Question is definitely NOT if the hand was gonna come up and which frequency, but, did the kid played it well? Definitely not. He should have gone all in on the turn and Lancey would surely have folded.
Great thing to me, the protagonist lost the hand and gets overwhelmed by losing. Film is representing what happens in real poker, you slowplay with a very very strong hand and gets kicked off by a better one.
And if you ever played you'll certainly gonna recognize the feeling of discovering the hole cards and losing, which is represented very well in the zoom in on the card/eyes etc.
One reason for me to hate rounders it's his very commercial attitude(well poor story, cheap characters...a lot of thing)with Damon ending up winning all he lost in one time and risking he's chance. That's definitely what a poker player should never do and something that's not gonna happen.
I've just come up with an interesting thought, and it's strange that nobody brought it up.
What if the final hand was NOT a coincidence, but LadyFingers was doing the same thing Shooter was supposed to do... which is setting the whole hand up.

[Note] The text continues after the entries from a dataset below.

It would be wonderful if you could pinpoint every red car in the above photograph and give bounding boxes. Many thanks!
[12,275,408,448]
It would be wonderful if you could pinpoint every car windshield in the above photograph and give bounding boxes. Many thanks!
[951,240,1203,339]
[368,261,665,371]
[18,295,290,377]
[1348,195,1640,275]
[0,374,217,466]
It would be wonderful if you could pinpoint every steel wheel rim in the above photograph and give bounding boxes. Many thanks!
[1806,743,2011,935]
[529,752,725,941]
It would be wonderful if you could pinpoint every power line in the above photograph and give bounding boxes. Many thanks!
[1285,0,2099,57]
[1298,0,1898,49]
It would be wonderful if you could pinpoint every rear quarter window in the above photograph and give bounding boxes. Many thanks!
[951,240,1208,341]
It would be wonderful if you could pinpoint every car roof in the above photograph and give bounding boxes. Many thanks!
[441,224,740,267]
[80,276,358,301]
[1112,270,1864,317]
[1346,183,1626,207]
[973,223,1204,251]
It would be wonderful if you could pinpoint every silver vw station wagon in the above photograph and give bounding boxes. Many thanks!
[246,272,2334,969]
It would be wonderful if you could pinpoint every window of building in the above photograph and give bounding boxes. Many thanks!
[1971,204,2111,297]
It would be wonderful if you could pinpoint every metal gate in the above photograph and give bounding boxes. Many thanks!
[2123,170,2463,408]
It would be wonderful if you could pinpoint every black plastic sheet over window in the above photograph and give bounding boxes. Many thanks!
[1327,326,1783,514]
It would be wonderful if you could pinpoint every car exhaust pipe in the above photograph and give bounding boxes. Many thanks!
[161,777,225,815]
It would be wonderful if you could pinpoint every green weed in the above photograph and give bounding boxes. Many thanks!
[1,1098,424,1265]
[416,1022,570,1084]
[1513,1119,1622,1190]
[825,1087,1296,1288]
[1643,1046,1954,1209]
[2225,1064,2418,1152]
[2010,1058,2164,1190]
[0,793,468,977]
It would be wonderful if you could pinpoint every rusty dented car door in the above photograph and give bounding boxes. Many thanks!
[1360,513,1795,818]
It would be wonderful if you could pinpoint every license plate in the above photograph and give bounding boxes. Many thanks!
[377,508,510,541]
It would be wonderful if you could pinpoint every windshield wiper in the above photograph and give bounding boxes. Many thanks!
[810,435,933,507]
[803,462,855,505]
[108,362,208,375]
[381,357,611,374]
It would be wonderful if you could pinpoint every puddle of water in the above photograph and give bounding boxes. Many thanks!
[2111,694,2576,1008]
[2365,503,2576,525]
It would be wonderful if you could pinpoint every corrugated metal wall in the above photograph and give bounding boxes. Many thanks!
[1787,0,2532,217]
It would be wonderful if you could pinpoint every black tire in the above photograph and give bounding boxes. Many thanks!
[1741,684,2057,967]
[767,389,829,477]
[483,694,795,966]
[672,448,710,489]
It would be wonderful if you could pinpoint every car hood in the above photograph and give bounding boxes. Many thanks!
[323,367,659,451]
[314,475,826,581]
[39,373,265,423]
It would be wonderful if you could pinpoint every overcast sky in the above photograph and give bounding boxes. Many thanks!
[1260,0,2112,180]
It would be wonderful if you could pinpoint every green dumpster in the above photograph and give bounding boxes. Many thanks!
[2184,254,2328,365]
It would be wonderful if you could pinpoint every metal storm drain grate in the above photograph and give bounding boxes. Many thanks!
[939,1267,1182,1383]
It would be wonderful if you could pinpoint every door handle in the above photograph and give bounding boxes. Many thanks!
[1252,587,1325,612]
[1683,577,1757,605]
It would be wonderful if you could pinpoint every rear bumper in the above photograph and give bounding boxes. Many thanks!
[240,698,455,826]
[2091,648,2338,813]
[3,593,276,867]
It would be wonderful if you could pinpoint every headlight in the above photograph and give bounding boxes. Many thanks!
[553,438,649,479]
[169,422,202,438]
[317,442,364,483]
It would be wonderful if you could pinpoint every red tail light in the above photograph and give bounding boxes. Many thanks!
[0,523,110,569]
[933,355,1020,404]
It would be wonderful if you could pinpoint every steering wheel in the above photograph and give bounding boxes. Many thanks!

Maybe that's why Lancey had been the best for such a long time... he was playing foul when he had to.
Just because it's never shown in the movie doesn't mean it didn't happen, and it's for the viewer to decide whether it was a 38 million - 1 coincidence or a setup. Sounds plausible to me. Thoughts?
"did the kid played it well? Definitely not. He should have gone all in on the turn and Lancey would surely have folded. " Lancey played badly too: even with the kid not going all in the odds weren't worth it. Play like that and you'll go broke in the long run. Lancey isn't broke so it's out of character.